SDAT game for renting out of indoor stadia to meet expenses

Decision after much debate over renting out facilities for non-sporting activities; 13 more stadia to open this year; SDAT to announce tariffs after meeting in July

Published: 29th June 2016 06:14 AM  |   Last Updated: 29th June 2016 06:14 AM   |  A+A-


CHENNAI: Faced with the spiralling cost of maintaining indoor stadia across the State, the authorities have decided to rent them out for non-sporting activities, including meetings and cultural events, without affecting sporting events.

Of the five stadia that it runs and 13 more in the pipeline set to be opened this year, only the multi-purpose indoor stadium in Periyamet in Chennai is being rented out for private programmes. “Soon, similar facilities in other districts, including Salem, Krishnagiri and Dharmapuri, will be rented out. The Sports Development Authority of Tamil Nadu (SDAT) will announce the tariffs after the executive committee meeting to be held in July,” said a highly placed source in the Department of Youth Welfare and Sports Development.

The decision was not an easy one to take, as there has been quite a debate for and against renting such facilities for non-sporting activities. The first time it was taken up was way back in 1982, when the then government banned holding public meetings and cultural programmes in stadia, except those organised by the government. The authorities noted that such functions often caused damage.

This was relaxed in 1996, when permission was given to conduct music, dance, theatre and similar entertainment shows and public meetings at the indoor stadium, Chennai.
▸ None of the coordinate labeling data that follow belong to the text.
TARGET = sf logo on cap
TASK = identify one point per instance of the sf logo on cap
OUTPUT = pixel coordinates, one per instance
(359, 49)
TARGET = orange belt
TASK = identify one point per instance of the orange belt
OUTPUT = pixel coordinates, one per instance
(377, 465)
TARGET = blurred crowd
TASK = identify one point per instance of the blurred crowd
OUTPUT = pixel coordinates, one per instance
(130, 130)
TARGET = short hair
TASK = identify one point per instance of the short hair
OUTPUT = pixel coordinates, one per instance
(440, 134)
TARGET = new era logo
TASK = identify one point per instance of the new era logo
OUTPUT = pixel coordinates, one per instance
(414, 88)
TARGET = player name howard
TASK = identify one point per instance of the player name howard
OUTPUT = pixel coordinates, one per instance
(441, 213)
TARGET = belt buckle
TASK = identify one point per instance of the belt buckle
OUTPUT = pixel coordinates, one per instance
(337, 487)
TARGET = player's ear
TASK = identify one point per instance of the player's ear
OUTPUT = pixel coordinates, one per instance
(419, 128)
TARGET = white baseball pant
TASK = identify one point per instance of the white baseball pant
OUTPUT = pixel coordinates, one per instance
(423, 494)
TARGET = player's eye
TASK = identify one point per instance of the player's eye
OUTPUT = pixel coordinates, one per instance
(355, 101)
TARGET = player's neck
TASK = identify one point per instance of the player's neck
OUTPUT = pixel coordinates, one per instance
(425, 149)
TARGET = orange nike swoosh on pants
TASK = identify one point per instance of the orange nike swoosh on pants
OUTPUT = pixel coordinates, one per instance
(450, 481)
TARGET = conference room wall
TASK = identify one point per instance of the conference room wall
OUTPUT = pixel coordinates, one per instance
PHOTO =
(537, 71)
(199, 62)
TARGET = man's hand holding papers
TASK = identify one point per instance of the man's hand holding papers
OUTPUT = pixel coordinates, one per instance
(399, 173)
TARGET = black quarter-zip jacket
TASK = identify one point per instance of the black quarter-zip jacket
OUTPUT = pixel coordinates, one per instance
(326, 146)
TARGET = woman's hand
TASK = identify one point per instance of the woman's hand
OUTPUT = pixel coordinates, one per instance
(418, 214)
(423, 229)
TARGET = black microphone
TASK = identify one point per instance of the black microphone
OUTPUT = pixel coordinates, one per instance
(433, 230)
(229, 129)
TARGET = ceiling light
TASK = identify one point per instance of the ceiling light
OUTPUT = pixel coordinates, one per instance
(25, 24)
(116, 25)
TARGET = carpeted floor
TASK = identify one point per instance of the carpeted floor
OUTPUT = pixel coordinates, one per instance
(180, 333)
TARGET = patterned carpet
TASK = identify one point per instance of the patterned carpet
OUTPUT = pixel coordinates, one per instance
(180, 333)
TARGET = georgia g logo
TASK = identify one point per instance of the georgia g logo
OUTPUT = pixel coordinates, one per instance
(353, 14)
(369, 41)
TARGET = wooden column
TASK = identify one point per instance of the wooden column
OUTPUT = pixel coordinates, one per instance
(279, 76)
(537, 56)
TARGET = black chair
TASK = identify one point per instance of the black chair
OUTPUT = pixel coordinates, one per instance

It, however, was not without trouble.

The then opposition leader, J Jayalalithaa, had raised objection when the stadium was rented out for Tamil Nadu Film Producers Association for its Platinum Jubilee celebration in 1998. However, the government said strict measures were taken to ensure that no damage was caused and clarified that similar facilities in other districts were strictly reserved only for sporting activities. The Education Department (under which SDAT was functioning then) relaxed the ban in the later years to permit non-sporting events in the rest of the stadia, but only those organised by the government.

In 2005, following a writ petition filed in the Madras High Court by a karate champion against conducting the farmers conference at the Periyamet stadium, the court questioned the maintainability of the government order in this regard. The State then moved the Supreme Court which allowed it to amend the order.
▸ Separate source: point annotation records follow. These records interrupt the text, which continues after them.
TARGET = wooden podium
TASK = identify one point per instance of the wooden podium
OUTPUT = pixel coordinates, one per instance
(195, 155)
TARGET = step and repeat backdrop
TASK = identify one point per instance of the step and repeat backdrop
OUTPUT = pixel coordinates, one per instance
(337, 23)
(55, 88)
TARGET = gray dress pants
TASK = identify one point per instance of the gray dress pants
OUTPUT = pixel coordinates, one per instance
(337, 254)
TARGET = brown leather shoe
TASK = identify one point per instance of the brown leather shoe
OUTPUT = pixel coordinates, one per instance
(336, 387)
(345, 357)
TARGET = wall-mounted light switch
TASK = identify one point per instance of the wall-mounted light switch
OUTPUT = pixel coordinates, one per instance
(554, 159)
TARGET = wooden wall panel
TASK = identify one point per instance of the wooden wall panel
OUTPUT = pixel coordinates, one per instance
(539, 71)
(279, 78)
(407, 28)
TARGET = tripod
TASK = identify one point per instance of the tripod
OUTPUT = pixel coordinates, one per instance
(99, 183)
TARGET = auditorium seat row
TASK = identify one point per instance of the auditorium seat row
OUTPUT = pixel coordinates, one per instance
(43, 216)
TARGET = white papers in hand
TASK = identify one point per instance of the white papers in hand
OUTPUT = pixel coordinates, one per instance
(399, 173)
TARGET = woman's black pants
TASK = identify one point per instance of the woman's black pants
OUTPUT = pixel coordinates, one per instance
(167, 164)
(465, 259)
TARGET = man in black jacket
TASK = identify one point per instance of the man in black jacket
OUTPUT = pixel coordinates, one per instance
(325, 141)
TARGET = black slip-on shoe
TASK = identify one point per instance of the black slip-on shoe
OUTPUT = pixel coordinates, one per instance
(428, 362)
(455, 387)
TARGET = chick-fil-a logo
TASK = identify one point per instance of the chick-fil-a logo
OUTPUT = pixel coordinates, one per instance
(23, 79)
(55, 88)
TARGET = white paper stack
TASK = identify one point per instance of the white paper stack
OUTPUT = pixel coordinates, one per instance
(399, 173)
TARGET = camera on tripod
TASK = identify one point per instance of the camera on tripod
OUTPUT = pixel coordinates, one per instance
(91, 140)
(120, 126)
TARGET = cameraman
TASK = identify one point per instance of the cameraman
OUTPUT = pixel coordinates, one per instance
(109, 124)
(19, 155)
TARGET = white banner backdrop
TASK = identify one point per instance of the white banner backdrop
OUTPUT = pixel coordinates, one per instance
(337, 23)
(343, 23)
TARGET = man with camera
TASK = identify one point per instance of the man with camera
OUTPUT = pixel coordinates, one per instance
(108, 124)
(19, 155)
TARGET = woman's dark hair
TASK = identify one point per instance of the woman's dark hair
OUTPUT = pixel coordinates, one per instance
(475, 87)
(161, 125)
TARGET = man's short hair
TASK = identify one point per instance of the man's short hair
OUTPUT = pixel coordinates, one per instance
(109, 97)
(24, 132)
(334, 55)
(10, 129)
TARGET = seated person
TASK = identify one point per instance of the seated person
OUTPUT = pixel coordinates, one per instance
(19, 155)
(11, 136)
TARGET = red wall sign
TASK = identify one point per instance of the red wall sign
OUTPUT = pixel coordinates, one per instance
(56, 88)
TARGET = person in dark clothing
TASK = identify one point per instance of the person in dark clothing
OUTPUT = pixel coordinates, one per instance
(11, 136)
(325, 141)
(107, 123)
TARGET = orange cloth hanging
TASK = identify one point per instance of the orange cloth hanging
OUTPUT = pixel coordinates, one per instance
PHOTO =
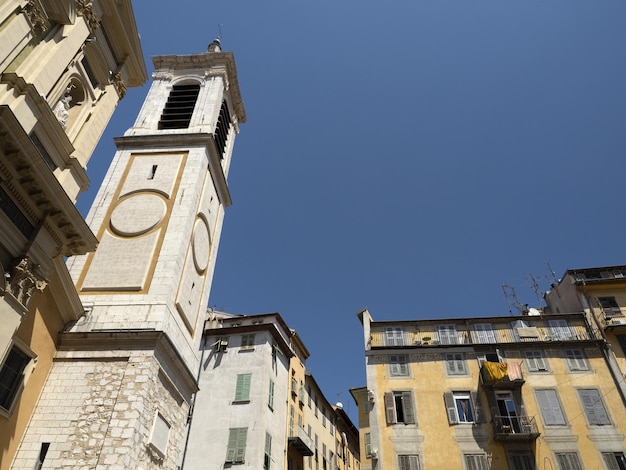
(496, 371)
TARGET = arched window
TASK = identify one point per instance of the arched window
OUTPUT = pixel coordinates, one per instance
(179, 107)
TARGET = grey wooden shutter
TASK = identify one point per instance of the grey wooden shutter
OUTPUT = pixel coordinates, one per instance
(550, 407)
(478, 409)
(594, 408)
(390, 408)
(448, 399)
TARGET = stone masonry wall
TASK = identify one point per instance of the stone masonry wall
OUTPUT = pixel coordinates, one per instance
(98, 413)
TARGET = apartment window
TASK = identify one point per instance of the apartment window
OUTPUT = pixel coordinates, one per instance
(484, 333)
(550, 407)
(160, 434)
(270, 399)
(521, 461)
(12, 376)
(559, 330)
(398, 366)
(267, 458)
(455, 364)
(535, 361)
(614, 460)
(610, 307)
(460, 407)
(576, 360)
(569, 461)
(399, 408)
(179, 107)
(394, 336)
(448, 334)
(242, 390)
(476, 462)
(593, 406)
(236, 451)
(247, 342)
(409, 462)
(368, 444)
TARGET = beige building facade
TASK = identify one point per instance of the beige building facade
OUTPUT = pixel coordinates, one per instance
(520, 393)
(64, 65)
(125, 371)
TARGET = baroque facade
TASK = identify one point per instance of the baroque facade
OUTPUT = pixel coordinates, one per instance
(520, 393)
(119, 389)
(64, 65)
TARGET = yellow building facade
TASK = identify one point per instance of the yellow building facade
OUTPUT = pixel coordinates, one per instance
(520, 393)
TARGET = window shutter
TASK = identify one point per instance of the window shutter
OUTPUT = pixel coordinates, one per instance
(550, 407)
(610, 461)
(407, 408)
(448, 399)
(480, 415)
(240, 452)
(569, 461)
(232, 445)
(575, 359)
(594, 408)
(390, 408)
(242, 390)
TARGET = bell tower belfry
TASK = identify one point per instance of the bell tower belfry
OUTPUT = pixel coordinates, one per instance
(159, 212)
(126, 371)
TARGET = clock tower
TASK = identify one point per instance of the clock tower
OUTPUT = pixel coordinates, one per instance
(125, 373)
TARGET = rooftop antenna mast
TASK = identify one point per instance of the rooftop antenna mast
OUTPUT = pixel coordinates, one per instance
(511, 299)
(534, 284)
(552, 277)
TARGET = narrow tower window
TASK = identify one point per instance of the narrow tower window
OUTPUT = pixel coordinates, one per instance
(179, 107)
(152, 172)
(222, 129)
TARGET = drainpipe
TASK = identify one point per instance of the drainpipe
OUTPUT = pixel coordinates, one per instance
(606, 351)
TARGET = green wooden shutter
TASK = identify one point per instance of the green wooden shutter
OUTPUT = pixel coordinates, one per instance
(407, 408)
(448, 399)
(390, 408)
(242, 390)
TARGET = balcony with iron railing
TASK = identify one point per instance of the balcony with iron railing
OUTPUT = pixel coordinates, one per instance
(515, 428)
(429, 335)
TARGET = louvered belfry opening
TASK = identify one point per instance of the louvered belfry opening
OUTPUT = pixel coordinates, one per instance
(222, 129)
(179, 106)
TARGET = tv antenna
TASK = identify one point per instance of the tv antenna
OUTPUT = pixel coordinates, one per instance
(511, 299)
(534, 284)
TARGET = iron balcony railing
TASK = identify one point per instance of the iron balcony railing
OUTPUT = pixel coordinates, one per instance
(515, 428)
(430, 335)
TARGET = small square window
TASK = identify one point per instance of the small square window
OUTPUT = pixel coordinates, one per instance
(535, 361)
(247, 342)
(398, 366)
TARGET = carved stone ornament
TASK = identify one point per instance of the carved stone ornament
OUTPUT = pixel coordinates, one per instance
(85, 9)
(22, 281)
(118, 83)
(36, 16)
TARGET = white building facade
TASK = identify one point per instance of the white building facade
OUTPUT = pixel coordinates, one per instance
(119, 392)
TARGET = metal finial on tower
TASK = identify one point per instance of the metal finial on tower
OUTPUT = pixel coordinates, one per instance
(216, 45)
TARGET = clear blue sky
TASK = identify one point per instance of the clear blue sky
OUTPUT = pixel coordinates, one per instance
(409, 156)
The rules have been amended now after detailed deliberations, sources told Express. “The revenue generated by renting out all indoor stadia will be used solely for their maintenance and promotion of sports activities,” said a senior SDAT official.

But this has not enthused athletes and the wider sporting fraternity. “Even though it would help SDAT earn revenue, regular practice might get affected in the long run, particularly when too many events get booked like in the case of Chennai Stadium,” said N Nizamudeen, coach of the national triple jump team for Olympics.
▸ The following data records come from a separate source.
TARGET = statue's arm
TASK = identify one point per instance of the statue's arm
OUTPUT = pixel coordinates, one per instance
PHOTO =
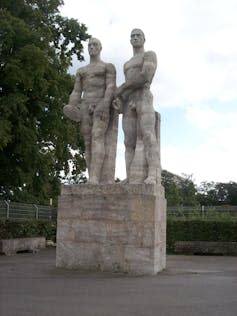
(75, 96)
(72, 109)
(110, 83)
(138, 81)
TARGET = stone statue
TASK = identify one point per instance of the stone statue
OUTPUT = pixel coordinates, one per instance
(140, 121)
(90, 104)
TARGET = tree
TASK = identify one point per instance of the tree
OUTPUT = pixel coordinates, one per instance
(36, 142)
(211, 193)
(179, 191)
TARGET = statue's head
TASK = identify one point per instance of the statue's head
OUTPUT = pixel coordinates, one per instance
(94, 46)
(137, 38)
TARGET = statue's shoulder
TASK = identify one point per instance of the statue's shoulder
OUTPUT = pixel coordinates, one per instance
(110, 68)
(82, 70)
(150, 56)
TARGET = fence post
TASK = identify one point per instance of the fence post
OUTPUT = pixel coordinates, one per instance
(37, 211)
(203, 210)
(8, 209)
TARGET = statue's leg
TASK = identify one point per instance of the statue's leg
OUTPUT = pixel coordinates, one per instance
(97, 148)
(129, 123)
(86, 129)
(147, 126)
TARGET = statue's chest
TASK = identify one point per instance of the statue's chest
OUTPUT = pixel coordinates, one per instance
(134, 64)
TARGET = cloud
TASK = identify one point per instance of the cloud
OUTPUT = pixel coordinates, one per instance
(197, 63)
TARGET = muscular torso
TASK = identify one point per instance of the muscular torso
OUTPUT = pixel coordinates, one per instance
(93, 80)
(133, 67)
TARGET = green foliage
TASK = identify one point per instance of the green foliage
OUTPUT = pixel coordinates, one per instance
(196, 229)
(179, 190)
(36, 49)
(13, 228)
(211, 193)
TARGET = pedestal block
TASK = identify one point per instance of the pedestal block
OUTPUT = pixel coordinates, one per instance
(118, 227)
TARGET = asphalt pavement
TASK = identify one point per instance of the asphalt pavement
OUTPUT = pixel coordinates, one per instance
(30, 285)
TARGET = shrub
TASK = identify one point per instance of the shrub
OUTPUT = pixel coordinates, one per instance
(15, 228)
(186, 229)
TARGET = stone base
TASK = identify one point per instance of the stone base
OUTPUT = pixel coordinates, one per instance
(14, 245)
(118, 227)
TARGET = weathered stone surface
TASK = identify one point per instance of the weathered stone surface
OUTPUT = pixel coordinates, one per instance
(119, 227)
(12, 246)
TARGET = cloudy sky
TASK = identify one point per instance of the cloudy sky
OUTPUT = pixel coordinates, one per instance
(195, 87)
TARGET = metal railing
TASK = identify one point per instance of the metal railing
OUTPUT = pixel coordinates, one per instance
(204, 211)
(27, 211)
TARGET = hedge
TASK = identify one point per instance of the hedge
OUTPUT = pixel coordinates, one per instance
(178, 229)
(200, 230)
(18, 228)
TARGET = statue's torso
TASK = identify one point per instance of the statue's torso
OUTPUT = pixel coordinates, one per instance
(134, 66)
(93, 80)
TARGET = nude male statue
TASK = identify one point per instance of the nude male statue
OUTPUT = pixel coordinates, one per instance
(90, 103)
(136, 100)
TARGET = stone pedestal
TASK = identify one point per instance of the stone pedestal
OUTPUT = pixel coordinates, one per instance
(118, 227)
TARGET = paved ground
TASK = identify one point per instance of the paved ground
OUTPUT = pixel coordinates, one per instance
(191, 285)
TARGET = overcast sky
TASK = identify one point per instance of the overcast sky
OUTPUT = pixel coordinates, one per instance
(195, 87)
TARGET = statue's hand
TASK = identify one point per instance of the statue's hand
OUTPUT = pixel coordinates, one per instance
(72, 112)
(92, 108)
(119, 91)
(102, 111)
(117, 104)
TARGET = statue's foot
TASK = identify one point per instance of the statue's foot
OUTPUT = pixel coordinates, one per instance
(150, 180)
(93, 181)
(125, 181)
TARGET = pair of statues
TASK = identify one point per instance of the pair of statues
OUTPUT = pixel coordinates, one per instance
(96, 101)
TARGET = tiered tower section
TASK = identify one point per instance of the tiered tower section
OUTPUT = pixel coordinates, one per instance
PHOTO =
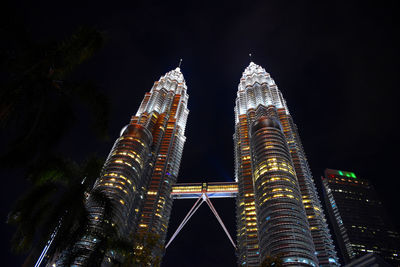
(140, 170)
(164, 112)
(278, 210)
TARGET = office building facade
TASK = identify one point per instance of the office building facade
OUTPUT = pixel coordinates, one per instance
(278, 209)
(358, 218)
(140, 170)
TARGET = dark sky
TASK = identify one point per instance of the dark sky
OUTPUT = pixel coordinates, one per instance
(336, 64)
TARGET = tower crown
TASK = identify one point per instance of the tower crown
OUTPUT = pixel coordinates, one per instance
(253, 69)
(254, 74)
(174, 75)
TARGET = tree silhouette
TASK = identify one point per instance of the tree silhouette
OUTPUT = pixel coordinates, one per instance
(38, 96)
(56, 199)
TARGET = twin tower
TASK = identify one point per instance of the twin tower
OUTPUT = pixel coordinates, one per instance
(278, 209)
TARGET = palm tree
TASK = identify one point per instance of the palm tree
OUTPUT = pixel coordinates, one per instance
(38, 96)
(55, 200)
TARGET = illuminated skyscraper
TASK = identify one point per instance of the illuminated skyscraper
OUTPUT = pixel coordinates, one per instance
(141, 168)
(278, 209)
(358, 218)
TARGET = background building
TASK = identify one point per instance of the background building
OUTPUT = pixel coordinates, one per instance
(358, 218)
(277, 197)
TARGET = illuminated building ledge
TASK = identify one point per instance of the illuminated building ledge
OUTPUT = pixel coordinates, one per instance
(212, 190)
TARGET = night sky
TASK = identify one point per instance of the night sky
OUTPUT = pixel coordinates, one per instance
(336, 64)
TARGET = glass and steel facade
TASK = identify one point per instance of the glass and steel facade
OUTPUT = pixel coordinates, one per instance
(278, 209)
(140, 170)
(358, 218)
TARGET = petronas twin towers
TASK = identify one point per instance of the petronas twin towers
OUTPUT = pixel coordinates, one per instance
(278, 210)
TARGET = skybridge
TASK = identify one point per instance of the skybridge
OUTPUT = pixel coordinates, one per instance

He added that minor damages on the wooden floors are inevitable despite covering them. But the SDAT official said the stadia would be rented out only on days when there was no sporting event scheduled and strict safeguards would be adhered to.

“No arches, dais, projections or flags of political and religious outfits will be permitted. The private organisations will be held responsible for damages,” the official added.